| By Woody Leonhard |
In past columns, I’ve moaned about the lack of PowerToys for Windows Vista, seven months after Vista’s release.
There is one PowerToy, though, that’s fully Vista capable, and it also works well with Windows XP — meet SyncToy.
Why use a PowerToy like SyncToy?
I’ve been digging deep into Windows Media Center — both the XP-based Media Center Edition and the Vista versions — while researching a new book on Microsoft’s upcoming Windows Home Server (WHS). In my tests, I’ve found that this new “personal server” works reasonably well with Media Center, but there are several lapses. One of the worst: WHS will back up many kinds of files, but it won’t back up TV shows that you’ve recorded.

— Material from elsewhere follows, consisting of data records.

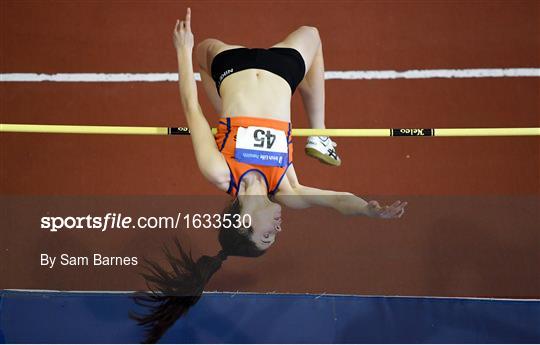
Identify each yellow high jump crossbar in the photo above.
[0,123,540,137]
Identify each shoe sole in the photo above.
[305,147,341,167]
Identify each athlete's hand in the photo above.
[173,7,194,51]
[367,200,407,219]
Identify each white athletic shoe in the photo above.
[306,137,341,166]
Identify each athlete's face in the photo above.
[249,200,281,250]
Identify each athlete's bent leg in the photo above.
[275,26,341,166]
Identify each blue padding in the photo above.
[0,291,540,343]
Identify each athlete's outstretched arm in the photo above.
[173,8,229,185]
[276,165,407,219]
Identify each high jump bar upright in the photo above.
[0,123,540,137]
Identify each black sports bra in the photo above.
[211,47,306,94]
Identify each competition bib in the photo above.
[234,126,289,167]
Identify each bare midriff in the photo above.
[220,69,291,122]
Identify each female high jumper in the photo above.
[135,8,407,342]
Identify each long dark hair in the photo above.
[130,199,265,343]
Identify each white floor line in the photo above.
[0,68,540,83]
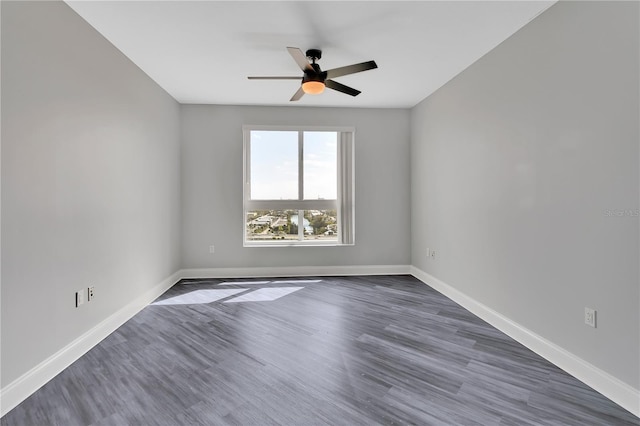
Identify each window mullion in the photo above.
[298,131,304,200]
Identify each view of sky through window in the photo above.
[250,130,338,200]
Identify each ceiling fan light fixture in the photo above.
[302,80,324,95]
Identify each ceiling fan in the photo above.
[247,47,378,101]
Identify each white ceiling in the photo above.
[67,0,555,108]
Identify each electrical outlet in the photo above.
[76,290,84,308]
[584,308,596,328]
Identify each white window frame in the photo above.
[242,125,355,247]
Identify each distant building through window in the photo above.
[243,126,354,246]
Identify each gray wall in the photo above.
[411,2,640,389]
[181,104,410,268]
[2,1,180,387]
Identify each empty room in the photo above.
[0,0,640,426]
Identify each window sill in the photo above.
[243,241,354,248]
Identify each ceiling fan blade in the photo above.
[324,79,362,96]
[287,47,313,71]
[289,86,304,102]
[247,76,302,80]
[326,61,378,78]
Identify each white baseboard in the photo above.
[0,271,180,417]
[5,265,640,417]
[410,266,640,417]
[0,265,410,417]
[180,265,411,278]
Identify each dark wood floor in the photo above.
[1,276,640,426]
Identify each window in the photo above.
[243,126,354,246]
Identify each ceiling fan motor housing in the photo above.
[306,49,322,62]
[302,64,327,83]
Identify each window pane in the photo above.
[247,210,298,241]
[250,130,298,200]
[304,210,338,241]
[304,132,338,200]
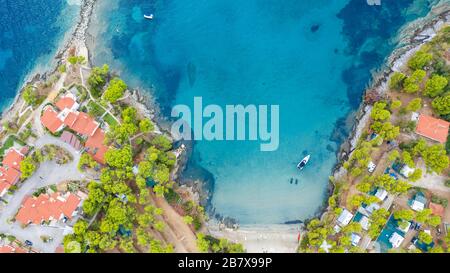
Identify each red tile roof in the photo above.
[85,129,108,164]
[56,96,75,111]
[416,115,450,143]
[41,107,63,133]
[16,190,81,225]
[61,131,82,151]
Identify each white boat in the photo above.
[144,14,153,20]
[297,155,311,170]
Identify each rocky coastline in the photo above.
[316,3,450,225]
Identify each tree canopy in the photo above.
[104,77,128,103]
[408,50,433,70]
[424,75,448,98]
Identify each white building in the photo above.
[400,165,415,178]
[351,233,361,246]
[389,232,405,248]
[337,209,353,227]
[375,188,387,201]
[359,216,369,231]
[367,161,377,173]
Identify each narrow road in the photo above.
[0,135,88,252]
[151,193,199,253]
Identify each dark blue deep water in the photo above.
[91,0,435,224]
[91,0,442,224]
[0,0,79,112]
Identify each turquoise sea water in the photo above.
[87,0,433,224]
[0,0,80,112]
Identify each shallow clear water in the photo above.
[91,0,440,224]
[0,0,80,112]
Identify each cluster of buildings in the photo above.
[41,92,108,164]
[0,244,28,253]
[0,147,28,197]
[15,189,84,226]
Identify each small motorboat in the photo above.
[297,155,311,170]
[144,13,153,20]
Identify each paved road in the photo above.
[0,135,87,252]
[411,165,450,193]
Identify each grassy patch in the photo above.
[103,114,118,126]
[88,101,105,117]
[0,136,15,156]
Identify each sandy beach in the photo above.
[207,222,300,253]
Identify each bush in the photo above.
[404,69,427,93]
[408,50,433,70]
[389,72,406,90]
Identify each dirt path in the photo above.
[151,193,199,253]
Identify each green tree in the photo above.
[122,107,137,124]
[416,209,431,224]
[197,233,210,252]
[370,102,391,121]
[139,119,155,133]
[104,77,128,103]
[368,208,389,239]
[402,151,415,168]
[408,169,422,182]
[394,209,415,221]
[73,220,88,236]
[419,231,433,245]
[431,94,450,116]
[87,64,109,97]
[408,50,433,70]
[391,100,402,110]
[389,72,406,90]
[371,121,400,141]
[422,144,449,174]
[183,215,194,225]
[403,69,427,93]
[374,174,411,194]
[105,145,133,169]
[426,215,442,227]
[406,98,422,112]
[151,135,172,151]
[424,75,448,98]
[388,150,400,161]
[23,85,38,106]
[20,156,37,179]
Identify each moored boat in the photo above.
[144,14,153,20]
[297,155,311,170]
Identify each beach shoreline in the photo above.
[0,0,450,252]
[208,3,450,252]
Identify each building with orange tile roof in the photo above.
[0,148,25,196]
[416,114,450,143]
[15,192,81,225]
[41,106,64,133]
[41,93,108,164]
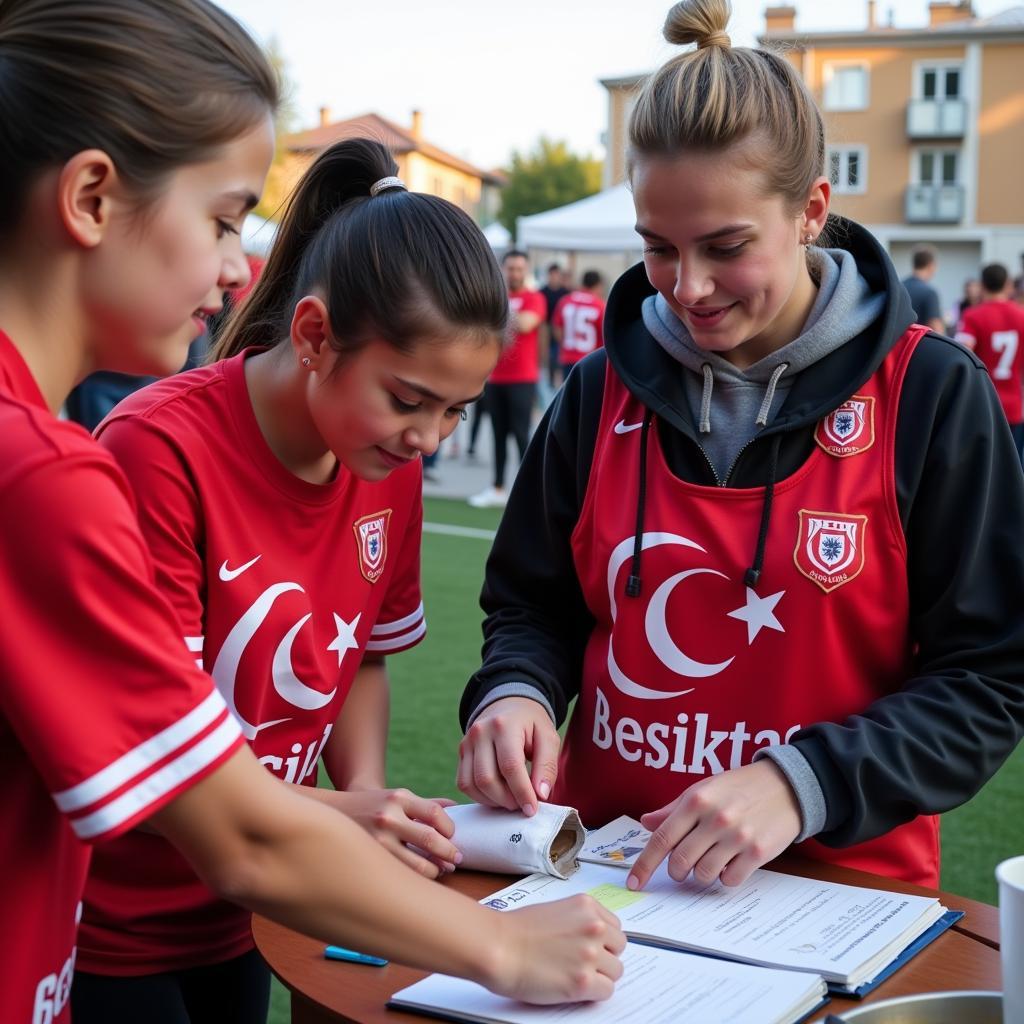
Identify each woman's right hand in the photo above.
[483,897,626,1004]
[318,790,462,879]
[456,697,559,817]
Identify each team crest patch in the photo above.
[352,509,391,583]
[814,394,874,459]
[793,509,867,594]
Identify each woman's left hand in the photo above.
[627,758,801,889]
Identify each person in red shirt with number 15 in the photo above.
[551,270,604,380]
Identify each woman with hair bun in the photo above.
[0,0,625,1024]
[459,0,1024,888]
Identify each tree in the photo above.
[255,37,297,218]
[498,136,601,236]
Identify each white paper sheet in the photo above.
[481,863,944,984]
[393,943,825,1024]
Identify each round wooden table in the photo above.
[253,857,1001,1024]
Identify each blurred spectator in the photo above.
[541,263,569,388]
[551,270,604,380]
[956,263,1024,456]
[469,249,545,508]
[903,246,946,334]
[956,278,981,322]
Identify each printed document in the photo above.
[480,863,945,989]
[388,942,825,1024]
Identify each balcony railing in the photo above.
[906,99,967,138]
[905,185,964,224]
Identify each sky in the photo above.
[218,0,1014,169]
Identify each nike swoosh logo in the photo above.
[220,555,260,583]
[615,420,643,434]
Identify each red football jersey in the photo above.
[0,333,242,1024]
[79,355,426,975]
[551,290,604,365]
[551,328,939,887]
[489,288,548,384]
[956,300,1024,426]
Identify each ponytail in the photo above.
[628,0,825,209]
[212,138,508,359]
[0,0,279,237]
[212,138,398,359]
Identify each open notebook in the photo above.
[388,943,825,1024]
[481,863,961,995]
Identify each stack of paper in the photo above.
[388,943,825,1024]
[482,863,946,991]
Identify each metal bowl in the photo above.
[839,992,1002,1024]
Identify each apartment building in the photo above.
[282,106,505,223]
[602,0,1024,321]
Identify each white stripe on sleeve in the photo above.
[53,690,233,814]
[367,618,427,651]
[370,601,423,637]
[71,715,242,839]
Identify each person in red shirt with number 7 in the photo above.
[956,263,1024,458]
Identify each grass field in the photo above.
[270,499,1024,1024]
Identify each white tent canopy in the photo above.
[483,220,512,252]
[516,184,642,252]
[242,213,278,259]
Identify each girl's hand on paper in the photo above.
[456,697,560,817]
[627,759,801,889]
[488,896,626,1004]
[331,790,462,879]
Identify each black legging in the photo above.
[71,949,270,1024]
[484,383,537,487]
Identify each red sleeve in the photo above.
[955,308,978,348]
[96,417,206,668]
[551,295,568,331]
[367,474,427,654]
[0,453,243,841]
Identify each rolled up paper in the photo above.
[445,804,587,879]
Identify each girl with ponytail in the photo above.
[459,0,1024,888]
[74,132,622,1022]
[0,0,624,1024]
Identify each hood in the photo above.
[604,217,914,598]
[604,216,914,438]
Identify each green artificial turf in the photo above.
[270,499,1024,1024]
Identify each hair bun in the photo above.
[662,0,732,49]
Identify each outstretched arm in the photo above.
[152,749,625,1002]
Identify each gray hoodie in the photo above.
[643,246,885,481]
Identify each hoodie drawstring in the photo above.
[697,362,715,434]
[743,433,782,590]
[626,409,782,597]
[626,409,651,597]
[754,362,790,427]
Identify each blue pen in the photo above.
[324,946,387,967]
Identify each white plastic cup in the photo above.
[995,857,1024,1024]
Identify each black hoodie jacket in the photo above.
[461,218,1024,847]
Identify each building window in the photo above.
[826,145,867,195]
[822,62,867,111]
[915,63,964,102]
[915,150,959,185]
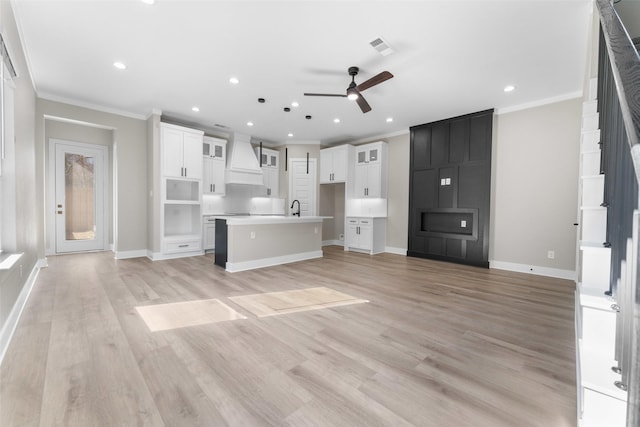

That’s how I came to download and try an old Windows XP PowerToy called SyncToy. Rushing in where angels fear to tread, SyncToy can readily copy recorded TV shows from a Media Center PC to a Windows Home Server, uh, server. Once copied, WHS takes care of the backup, restore, and gas-guzzling hard-drive demands of your recorded TV programs: the trick lies in getting the files onto the server in the first place. That’s where good old SyncToy comes into play.
I guess the term "old" is relative: Microsoft posted SyncToy version 1.4 as recently as October 2006. It’s officially listed as one of the Windows XP PowerToys. To my amazement, SyncToy works equally well (and almost identically) in both XP and Vista.
The only downside? Before you can use SyncToy on a Windows XP PC, you have to install the bloated, sometimes buggy .NET Framework, Redmond’s runtime environment. (On Vista, you don’t need to add .NET Framework, because it’s practically baked into the operating system.) If you don’t mind loading this download onto your XP system, SyncToy has a few great tricks up its sleeve.